My nightmare editor Paul Dacre and why he should get the Ofcom job

My MARGARET ASHWORTH, former Daily Mail Splash Sub

RECENTLY there was a selection process to find the next chairman of the media regulator Ofcom. The former Daily Mail editor Paul Dacre, by all accounts the Prime Minister’s favoured candidate, was interviewed with three others on the shortlist. So far, so routine. 

Mysteriously, however, the process was stopped at this point and Culture Secretary Oliver Dowden announced that it would be re-run. According to various reports, including this one in the Telegraph, there had been intensive lobbying against Dacre by Big Tech including Facebook and Google. To my mind, nothing could be clearer evidence that Dacre is the right man for the job.

Paul Dacre is seven months older than I am, and I have known him for 41 years, since 1980 when he joined the Mail in London from its New York bureau. I was already on the Mail staff as a sub-editor and I can clearly remember him as a noisy, obstreperous, burly presence in the news room (he has the physique of a rugby player). In 1992 he became editor and from then on he was my boss.

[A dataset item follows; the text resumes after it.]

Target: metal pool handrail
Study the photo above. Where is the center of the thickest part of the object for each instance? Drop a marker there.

He will take it as a compliment that he was a nightmare to work for. Anyone coming into the office at 9.30pm, when the paper was 15 minutes from the deadline when it was due to go to the printers, would have seen Dacre in full flow, yelling and screaming because every single thing was wrong, and would have wondered where on earth were the men in white coats. He would often be so angry that he could barely get the insults out. I can tell you that trying to write a headline with a furious Dacre haranguing you from six inches away is not conducive to inspiration. (He was generally polite to women – on one occasion he swore graphically at someone standing just behind me and immediately followed it with ‘I didn’t mean you’ to me.)

Dacre and I crossed swords several times. I won’t go into detail save to say that I think we came out of it honours more or less even. I am now (enormously happily) retired while Dacre, at 72, is languishing on the top floor of the Mail building in Kensington as editor-in-chief of the Mail group. In practice this means watching his successor as editor, Geordie Greig, undoing all the work he did over 26 years.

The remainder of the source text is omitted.